Collapsing objects in a category Suppose I have a category C. And there are two objects X and Y with no morphisms between them. I've checked up "quotient category" on wikipedia, but there I can only make isomorphic objects with morphisms between them.
Is there a categorial notion available that I can use in this case? 
 A: Short answer: yes. There is a special class of 2-categorical limits called iso-inserters that does the trick. The paper to check is M. Kelly's "Elementary observations on 2-categorical limits", Bull. Austr. Math. Soc. 39 (1989), 301-317.
Instead of explaining what these are let me go about explaining how you would make two objects $a$ and $b$ isomorphic. First pass to the underlying graph of the category and insert two edges $a\to b$ and $b\to a$ then take the free category of this new graph. You have a graph morphism from the original category into this new graph. Quotient the category to force the graph morphism to be a functor. Now quotient the category again to make the edges you inserted to be mutually inverse. There is only a small snag to this construction: the category you end up may not be locally small, because inserting isomorphisms may create a proper class of new morphisms. This is where things like "calculus of fractions" come in.
Hope it helps, regards, G. Rodrigues
A: Domenicos comment lead to the following idea (I am posting this as an answer, as it is too long for a comment):
Let $CAT$ denote the category of small categories and $CAT'$ denote the category, whose objects are small categories except for the fact that the composition needn't be defined on the whole of $Mor(A,B)\times Mor(B,C)$ (but just on a subset of it).
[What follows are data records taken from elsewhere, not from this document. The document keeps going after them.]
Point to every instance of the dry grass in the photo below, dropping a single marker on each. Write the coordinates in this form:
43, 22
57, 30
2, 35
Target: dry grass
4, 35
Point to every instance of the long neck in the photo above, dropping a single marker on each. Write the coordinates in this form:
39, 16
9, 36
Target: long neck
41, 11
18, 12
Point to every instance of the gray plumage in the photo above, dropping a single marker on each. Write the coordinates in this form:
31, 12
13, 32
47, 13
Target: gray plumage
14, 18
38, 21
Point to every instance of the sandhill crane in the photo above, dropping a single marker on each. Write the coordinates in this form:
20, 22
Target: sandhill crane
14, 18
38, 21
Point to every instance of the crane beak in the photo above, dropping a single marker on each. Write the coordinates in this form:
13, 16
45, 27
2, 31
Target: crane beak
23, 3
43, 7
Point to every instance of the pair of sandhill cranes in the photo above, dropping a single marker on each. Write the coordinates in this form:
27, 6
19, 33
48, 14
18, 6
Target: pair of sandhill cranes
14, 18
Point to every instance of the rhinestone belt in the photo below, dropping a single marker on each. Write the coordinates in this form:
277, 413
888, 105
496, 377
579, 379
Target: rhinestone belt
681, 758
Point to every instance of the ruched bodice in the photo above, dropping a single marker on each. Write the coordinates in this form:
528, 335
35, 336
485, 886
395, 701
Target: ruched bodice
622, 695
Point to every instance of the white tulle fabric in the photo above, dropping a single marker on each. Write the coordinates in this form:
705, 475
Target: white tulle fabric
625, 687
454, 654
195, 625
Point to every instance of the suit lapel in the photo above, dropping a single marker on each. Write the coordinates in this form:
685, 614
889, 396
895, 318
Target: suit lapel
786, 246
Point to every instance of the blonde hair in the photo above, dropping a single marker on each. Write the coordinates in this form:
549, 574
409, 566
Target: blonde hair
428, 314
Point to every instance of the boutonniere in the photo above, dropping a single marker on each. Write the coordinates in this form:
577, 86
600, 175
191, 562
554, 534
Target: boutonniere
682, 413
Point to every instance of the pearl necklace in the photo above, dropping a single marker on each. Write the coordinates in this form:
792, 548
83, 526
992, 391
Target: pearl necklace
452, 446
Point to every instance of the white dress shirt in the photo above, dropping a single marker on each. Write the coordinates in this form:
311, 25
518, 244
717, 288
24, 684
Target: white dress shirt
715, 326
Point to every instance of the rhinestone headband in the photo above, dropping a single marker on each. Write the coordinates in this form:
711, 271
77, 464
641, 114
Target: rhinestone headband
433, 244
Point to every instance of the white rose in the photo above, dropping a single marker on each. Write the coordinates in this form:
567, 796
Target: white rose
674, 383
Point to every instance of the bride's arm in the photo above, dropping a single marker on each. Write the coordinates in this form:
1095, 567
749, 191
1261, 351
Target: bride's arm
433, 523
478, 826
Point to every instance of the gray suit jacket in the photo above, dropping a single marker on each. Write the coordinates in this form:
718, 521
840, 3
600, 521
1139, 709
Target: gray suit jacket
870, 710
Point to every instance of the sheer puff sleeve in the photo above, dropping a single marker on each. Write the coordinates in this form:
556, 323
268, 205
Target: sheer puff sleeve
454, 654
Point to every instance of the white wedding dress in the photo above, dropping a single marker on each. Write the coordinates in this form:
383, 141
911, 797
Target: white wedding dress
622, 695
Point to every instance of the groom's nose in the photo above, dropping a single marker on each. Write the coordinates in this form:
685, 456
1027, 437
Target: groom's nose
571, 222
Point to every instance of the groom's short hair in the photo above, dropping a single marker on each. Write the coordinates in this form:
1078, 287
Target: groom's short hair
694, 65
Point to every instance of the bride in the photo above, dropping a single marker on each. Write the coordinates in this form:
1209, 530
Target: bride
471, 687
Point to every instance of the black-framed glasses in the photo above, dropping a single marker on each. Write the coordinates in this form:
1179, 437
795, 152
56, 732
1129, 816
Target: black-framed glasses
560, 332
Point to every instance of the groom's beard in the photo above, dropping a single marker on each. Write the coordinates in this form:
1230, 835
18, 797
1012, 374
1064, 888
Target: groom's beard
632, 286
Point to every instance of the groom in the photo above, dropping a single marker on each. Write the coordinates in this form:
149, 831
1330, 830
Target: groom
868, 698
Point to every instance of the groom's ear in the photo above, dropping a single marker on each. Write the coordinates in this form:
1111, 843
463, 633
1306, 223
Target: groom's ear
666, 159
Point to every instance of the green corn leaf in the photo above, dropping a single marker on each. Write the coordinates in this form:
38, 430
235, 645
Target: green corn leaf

Associativity and so on should hold, whenever it is defined. 
Then there is a obvious inclusion Functor $CAT\rightarrow CAT'$. One should check, whether it has a left adjoint $L:CAT'\rightarrow CAT$. Then one can make out of the data above a object in CAT' by adding an additional isomorphism from $X$ to $Y$ and one doesn't have to worry aboutthe compositions of that iso with the morphisms in CAT. Using $L$ one could make a honest category out of this.